Rand shrugged. "What are you talking about?"
Sutton pulled a revolver from his coat pocket. "The steps for converting lead to gold. Where is it written down? Don't lie to me. I watched you from the storage room."
Rand sighed with a frown. "I've never written it down. I learned it from a mentor, step-by-step years ago before I took the oath. It took me two years."
Sutton cocked the hammer on the revolver. "Oath? Keep explaining."
"It was written down on pages of parchment when it was first discovered in 1325 by some obscure alchemist whose name is lost to the ages. A detailed three-page description in Latin. The parchment is sealed up in a clay jar. The jar is passed on to each new custodian when they take the oath. I took the oath thirty-two years ago. Never eyes shall see and never light shall touch these pages. Only from one mind to the next by word of mouth. Only pass the secret on to the pure of heart. The yield of gold is only for the benefit of the needy."
"Where is the jar?"
Rand glanced at a closet and then looked away. "It will not do you any good. Didn't you understand the oath?"
Sutton chuckled as he stood up. "Yeah, I'm not pure of heart." He kept the gun pointed at Rand as he opened the closet. He saw the seam for a sliding door in the back. He slid it open and saw the old clay jar sitting inside. He sat back down on the sofa and de-cocked the gun and put it on the table. "Sorry about the gun." He paused for a moment as he opened the box. "Maybe we can come to some sort of agreement. Let's have a brandy and talk about this in a civilized manner."
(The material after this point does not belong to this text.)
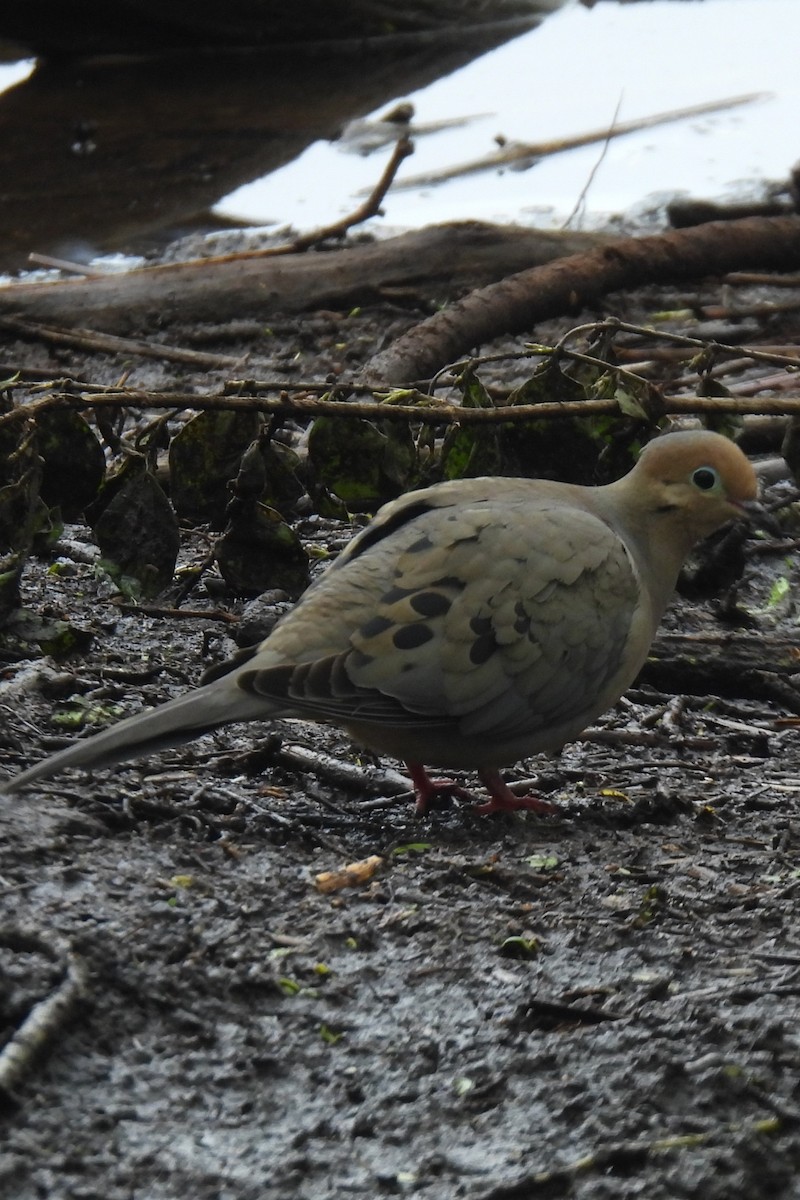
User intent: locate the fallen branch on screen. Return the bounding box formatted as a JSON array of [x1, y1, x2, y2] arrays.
[[0, 221, 614, 332], [362, 216, 800, 384], [0, 384, 800, 428]]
Rand nervously looked toward the door; there was no way he could get past Sutton. Maybe a drink would help get him out of this predicament. "My nerves could use a brandy."
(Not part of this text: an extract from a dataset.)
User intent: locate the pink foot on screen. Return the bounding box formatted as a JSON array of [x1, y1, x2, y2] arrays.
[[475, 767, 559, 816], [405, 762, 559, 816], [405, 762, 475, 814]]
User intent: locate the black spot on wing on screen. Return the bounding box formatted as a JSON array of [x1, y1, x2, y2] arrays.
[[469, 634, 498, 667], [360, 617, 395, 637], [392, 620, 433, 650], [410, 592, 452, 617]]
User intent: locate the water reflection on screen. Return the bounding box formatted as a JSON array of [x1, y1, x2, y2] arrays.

Sutton watched Rand fall to the floor just like Doyle. He gestured to the body as he stood up. "My Latin is quite good."
He got the brown ceramic jar out of the back of the closet and sat it on the desk. The top had a wax seal. He took out his pocket knife and slowly cut away at the wax. He removed the lid and he could see the sheets of cotton and linen parchment inside. He turned on the overhead light and stood underneath as he unrolled the pages. He read aloud as he translated the first few sentences, "Never eyes shall see and never light shall touch this parchment. Only from one mind to the next by word of mouth." He smirked, "Sorry, I'm taking a shortcut."
The parchment burst into flames just as the last word came from his mouth. He instantly knew that it was some type of reaction of the ink with light. A countermeasure that was put in place by the medieval alchemist. He muttered angrily, "Never the light shall touch." The document was consumed before he could save any of it. He put the jar back in place and put the brandy and glasses back into the box. He tucked his revolver away in his coat and headed for the front door.
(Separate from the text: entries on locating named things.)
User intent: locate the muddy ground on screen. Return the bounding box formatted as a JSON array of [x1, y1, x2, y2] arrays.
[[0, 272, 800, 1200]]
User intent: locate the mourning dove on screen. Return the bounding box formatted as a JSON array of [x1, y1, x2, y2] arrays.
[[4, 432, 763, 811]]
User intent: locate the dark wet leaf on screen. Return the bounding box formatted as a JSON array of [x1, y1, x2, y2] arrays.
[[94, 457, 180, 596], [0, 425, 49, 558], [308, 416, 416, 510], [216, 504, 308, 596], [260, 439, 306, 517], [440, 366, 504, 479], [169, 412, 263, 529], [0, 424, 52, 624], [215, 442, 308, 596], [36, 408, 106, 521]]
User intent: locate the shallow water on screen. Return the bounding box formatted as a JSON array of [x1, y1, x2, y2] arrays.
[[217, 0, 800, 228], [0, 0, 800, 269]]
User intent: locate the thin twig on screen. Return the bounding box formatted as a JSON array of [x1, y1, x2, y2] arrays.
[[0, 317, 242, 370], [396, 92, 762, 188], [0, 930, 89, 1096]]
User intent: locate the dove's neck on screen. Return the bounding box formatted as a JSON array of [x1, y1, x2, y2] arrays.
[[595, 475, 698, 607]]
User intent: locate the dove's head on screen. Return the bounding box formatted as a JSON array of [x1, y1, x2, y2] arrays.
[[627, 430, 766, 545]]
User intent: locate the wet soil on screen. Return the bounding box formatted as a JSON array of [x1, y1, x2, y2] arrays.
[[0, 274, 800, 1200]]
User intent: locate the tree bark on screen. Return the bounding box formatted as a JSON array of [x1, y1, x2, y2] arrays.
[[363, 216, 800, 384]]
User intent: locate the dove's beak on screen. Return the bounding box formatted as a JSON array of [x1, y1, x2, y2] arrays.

He was startled by Ethel's voice as he slipped out the door. She was standing next to a man in a police uniform. "Professor Sutton, surprised to see you here. I have some papers to drop off for Professor Rand." She gestured to the man in uniform. "My husband, Clifford." She squeezed Clifford's arm.
Clifford saw his wife's worried look. He pushed open the door. "I see lights in a room down the hall." He gestured to Sutton. "Do you mind sharing some of that brandy?"